# Some questions about Paypal



## StaceyRosado (Oct 5, 2007)

Ok so I recently started to use Paypay for more then just ebay (selling and purchasing).

I noticed that sometimes paypal takes a fee and sometimes it doesnt. I thought maybe it had to do with the amount -- but nope.

Does anyone know the parameters on why paypal doesnt take out a fee? I know it has to stay in business some how so charging a fee is reasonable. Just curious why it doesnt at times.

:?


----------



## capriola-nd (Jul 6, 2008)

Not sure if this is what you mean but PayPal takes a fee for the sellers but not to the purchasers. That's the only thing that comes to my mind now. . . seems I always get charged a fee. I go to the "details" of an order and there the fee is listed (when it's something I am selling).


----------



## heathersboers (Sep 5, 2008)

If I accept money from someone -say-as a deposit on a goat-It takes out some of the money, but when I pay for something it doesn't. Out of a $300 deposit-It took $9.00-so Im not sure how they calculate it...


----------



## kelebek (Oct 5, 2007)

the only time I have had it take a fee is if I transfer it into my account. If I leave it in there and use it for ebay or what ever - it doesn't seem to take the fee.


----------



## StaceyRosado (Oct 5, 2007)

there is no fee to put it into my checking account.

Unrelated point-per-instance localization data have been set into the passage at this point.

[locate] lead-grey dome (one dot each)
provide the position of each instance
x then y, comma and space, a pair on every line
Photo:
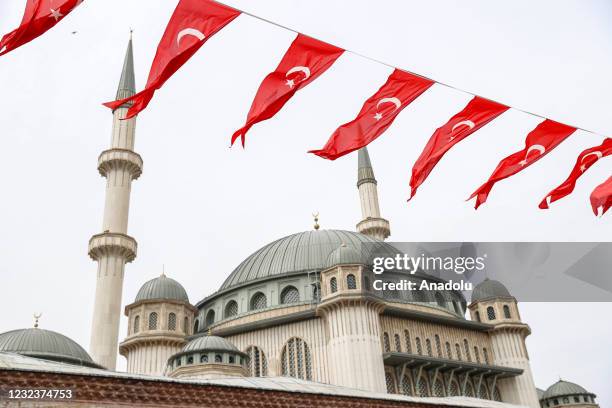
210, 343
564, 388
45, 344
162, 288
489, 289
299, 253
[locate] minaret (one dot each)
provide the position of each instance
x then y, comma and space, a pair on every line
372, 224
113, 248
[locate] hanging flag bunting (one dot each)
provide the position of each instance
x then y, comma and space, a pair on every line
376, 115
477, 113
191, 25
38, 18
601, 197
539, 142
585, 160
303, 62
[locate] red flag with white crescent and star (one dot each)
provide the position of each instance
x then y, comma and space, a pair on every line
477, 113
303, 62
376, 115
541, 140
601, 197
585, 160
191, 25
39, 17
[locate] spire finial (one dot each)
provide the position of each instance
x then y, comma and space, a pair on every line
36, 317
316, 219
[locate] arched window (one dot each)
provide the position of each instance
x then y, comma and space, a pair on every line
258, 365
440, 299
153, 321
423, 388
454, 389
333, 285
386, 342
466, 347
290, 295
136, 324
351, 282
398, 343
496, 394
295, 359
231, 309
259, 301
172, 321
390, 383
406, 385
210, 317
428, 346
438, 390
458, 351
407, 341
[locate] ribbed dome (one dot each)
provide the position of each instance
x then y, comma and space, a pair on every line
489, 289
162, 288
343, 255
562, 388
210, 343
45, 344
302, 252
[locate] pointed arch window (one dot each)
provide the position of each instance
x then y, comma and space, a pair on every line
153, 321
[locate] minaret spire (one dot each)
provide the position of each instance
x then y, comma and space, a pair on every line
113, 248
372, 223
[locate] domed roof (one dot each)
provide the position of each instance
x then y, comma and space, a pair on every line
562, 388
343, 255
45, 344
489, 289
162, 288
302, 252
210, 343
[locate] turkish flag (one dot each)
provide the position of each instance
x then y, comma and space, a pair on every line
601, 197
541, 140
303, 62
191, 25
38, 18
477, 113
585, 160
376, 115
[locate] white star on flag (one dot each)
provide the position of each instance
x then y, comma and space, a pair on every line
56, 14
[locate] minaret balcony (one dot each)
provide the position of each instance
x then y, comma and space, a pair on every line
112, 243
120, 159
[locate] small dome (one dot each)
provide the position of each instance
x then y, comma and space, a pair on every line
489, 289
210, 343
343, 255
563, 388
162, 288
45, 344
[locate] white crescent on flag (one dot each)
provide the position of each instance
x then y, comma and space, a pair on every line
189, 31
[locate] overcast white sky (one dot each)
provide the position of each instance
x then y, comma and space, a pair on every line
200, 208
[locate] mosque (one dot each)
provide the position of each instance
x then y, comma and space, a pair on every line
297, 321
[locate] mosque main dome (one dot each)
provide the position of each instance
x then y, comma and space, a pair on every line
301, 253
45, 344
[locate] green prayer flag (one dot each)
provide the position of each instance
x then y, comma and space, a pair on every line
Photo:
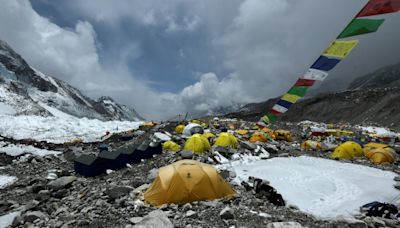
271, 117
361, 26
298, 90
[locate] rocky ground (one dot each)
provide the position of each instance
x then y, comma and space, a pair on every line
49, 194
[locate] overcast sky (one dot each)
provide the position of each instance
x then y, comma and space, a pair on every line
167, 57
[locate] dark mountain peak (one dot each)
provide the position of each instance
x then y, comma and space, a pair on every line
38, 90
385, 77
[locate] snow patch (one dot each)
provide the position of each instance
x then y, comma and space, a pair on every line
55, 112
7, 219
325, 188
60, 130
16, 150
6, 181
6, 109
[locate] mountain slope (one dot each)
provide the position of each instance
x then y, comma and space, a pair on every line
385, 77
374, 98
29, 91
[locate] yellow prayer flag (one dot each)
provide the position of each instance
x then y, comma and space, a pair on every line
291, 98
340, 48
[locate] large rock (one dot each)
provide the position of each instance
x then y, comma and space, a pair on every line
248, 145
155, 219
227, 213
152, 175
284, 225
62, 182
33, 215
116, 192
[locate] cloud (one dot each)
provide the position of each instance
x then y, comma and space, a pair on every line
255, 49
71, 54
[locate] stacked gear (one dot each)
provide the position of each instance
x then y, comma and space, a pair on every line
209, 136
226, 139
187, 181
197, 144
283, 135
260, 136
311, 145
179, 128
171, 146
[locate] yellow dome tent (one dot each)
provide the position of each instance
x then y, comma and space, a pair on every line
311, 145
283, 135
186, 181
179, 128
196, 122
226, 139
171, 146
379, 153
348, 150
209, 135
242, 132
260, 136
197, 143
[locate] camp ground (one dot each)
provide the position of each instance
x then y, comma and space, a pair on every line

Its when I receive money -- sometimes I get charged and other times I dont.

not sure if it has anything to do with it being labeled a gift or services or goods etc


----------



## StaceyRosado (Oct 5, 2007)

I found it on paypal.

basically if you choose personal and then send payment from a paypal balance or with your bank account there is no fee for the recipient.


----------



## SterlingAcres (Oct 19, 2009)

You can chose different accounts. For personal, you have to stay under so many uses. For business, you can use it unlimitedly. You get charged like 4% fee of the purchase for the business account. I don't know anything about the personal account.


----------



## myfainters (Oct 30, 2009)

This a great subject.... I want to start using Paypal because everyone always wants to put their goaty purchases on their credit cards.... but how do you set it up? How do you collect the money?


----------



## Dreamchaser (Oct 30, 2008)

If they pay with a credit or debit card instead of a direct bank transfer it charges a fee. I think it takes longer to get your money too, but I can't remember.


----------



## pelicanacresMN (Dec 29, 2009)

tell them to send the money as a gift..they have the option to send it like that and paypal won't take any fees.


----------



## StaceyRosado (Oct 5, 2007)

pelicanacresMN said:


> tell them to send the money as a gift..they have the option to send it like that and paypal won't take any fees.

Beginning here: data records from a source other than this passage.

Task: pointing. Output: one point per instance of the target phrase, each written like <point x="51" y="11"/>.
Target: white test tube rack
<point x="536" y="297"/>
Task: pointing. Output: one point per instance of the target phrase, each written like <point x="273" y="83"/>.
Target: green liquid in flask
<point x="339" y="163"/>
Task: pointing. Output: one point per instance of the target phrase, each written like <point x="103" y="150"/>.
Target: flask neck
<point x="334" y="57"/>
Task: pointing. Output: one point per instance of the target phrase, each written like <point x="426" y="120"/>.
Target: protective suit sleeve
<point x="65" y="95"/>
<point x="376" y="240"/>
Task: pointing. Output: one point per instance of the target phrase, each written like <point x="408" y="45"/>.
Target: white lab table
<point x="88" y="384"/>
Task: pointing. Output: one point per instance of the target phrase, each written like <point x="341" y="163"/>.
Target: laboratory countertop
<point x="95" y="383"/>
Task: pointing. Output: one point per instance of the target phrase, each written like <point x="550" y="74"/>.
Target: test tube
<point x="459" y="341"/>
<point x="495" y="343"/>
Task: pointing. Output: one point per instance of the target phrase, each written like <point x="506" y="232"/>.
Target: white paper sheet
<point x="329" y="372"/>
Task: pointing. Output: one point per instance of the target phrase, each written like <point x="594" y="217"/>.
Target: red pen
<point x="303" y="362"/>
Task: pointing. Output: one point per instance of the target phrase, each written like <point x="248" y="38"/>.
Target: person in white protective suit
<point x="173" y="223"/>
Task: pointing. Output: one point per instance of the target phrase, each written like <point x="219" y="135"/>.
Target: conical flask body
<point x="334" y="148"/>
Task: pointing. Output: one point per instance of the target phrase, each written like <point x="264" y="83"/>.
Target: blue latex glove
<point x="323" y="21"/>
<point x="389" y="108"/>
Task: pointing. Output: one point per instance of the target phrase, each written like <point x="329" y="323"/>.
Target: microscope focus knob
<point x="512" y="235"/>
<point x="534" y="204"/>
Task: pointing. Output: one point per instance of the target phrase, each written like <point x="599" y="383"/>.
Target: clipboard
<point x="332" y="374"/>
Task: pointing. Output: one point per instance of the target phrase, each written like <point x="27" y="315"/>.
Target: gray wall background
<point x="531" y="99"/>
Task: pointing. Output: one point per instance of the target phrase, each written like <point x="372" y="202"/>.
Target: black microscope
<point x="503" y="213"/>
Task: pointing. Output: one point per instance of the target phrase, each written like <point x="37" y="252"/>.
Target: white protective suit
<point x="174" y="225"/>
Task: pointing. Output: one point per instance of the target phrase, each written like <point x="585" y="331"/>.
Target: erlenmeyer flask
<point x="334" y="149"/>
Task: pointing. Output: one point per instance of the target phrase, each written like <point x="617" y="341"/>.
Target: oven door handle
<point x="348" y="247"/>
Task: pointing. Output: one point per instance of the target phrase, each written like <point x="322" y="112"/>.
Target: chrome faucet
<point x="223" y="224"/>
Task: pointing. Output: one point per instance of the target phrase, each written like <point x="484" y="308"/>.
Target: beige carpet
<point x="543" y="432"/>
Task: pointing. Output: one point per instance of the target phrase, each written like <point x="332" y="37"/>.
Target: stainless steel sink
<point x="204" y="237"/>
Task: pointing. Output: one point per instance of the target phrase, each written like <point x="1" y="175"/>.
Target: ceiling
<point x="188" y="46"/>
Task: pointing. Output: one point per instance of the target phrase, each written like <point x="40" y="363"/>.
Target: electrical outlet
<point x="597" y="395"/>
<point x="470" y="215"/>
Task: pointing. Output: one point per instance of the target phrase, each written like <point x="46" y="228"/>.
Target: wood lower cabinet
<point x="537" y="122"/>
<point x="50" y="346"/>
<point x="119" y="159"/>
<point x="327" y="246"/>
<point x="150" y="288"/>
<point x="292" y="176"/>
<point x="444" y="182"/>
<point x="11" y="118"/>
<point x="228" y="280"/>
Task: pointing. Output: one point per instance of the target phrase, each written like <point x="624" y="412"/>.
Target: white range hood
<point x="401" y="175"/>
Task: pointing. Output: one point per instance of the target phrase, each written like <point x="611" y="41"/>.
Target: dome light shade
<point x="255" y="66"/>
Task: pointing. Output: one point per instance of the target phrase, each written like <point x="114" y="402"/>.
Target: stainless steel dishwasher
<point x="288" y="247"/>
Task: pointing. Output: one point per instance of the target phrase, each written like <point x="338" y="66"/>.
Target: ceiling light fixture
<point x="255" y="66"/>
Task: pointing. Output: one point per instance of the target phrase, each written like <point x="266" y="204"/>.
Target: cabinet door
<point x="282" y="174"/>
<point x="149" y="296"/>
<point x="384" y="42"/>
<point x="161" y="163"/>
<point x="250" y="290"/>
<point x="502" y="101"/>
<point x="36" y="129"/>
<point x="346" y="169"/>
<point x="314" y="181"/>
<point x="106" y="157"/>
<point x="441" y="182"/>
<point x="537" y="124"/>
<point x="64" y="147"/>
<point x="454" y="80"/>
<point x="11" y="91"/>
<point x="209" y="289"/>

Yes but ONLY if they use their Paypal balance or their checking account. Doesnt count on creditcards, you will still get charged a fee.

What I will do if someone wants to pay me via paypal for a goat deposit is to send them my email address. I wont have it on my website. This way I talk to the individual and we work out the transaction details first and then they send the money on my terms.

some people ask for the % that paypal will take out. But if I can get them to do it under personal and with their bank account then I wont loose anything and they dotn have to pay any extra. :thumb:

Saves time waiting for checks to clear -- so really if I have to "loose" a couple dollars on the sale I am not that worried about it


----------



## LomaVerdeBoers (Oct 4, 2009)

I accept paypal for our landscape business. It's better to get paid with a credit card then thru their checking account, theres no wait for credit cards it gets posted immediately, but if they pay with check it usually takes a couple days to clear.
It only charges about 8-10% for our business. That is much better than chasing people around to get paid. If you get the Paypal debit/visa card you can use it just like your regular bank debit card and it is simple to get. Works good when dealing with people in other states, because you know exactly when they pay a deposit or remaining balance, you can even send invoices thru your paypal account. This helps if the other person has never used paypal, cause it gives them a direct link to pay you without having to search for paypal on the net.


----------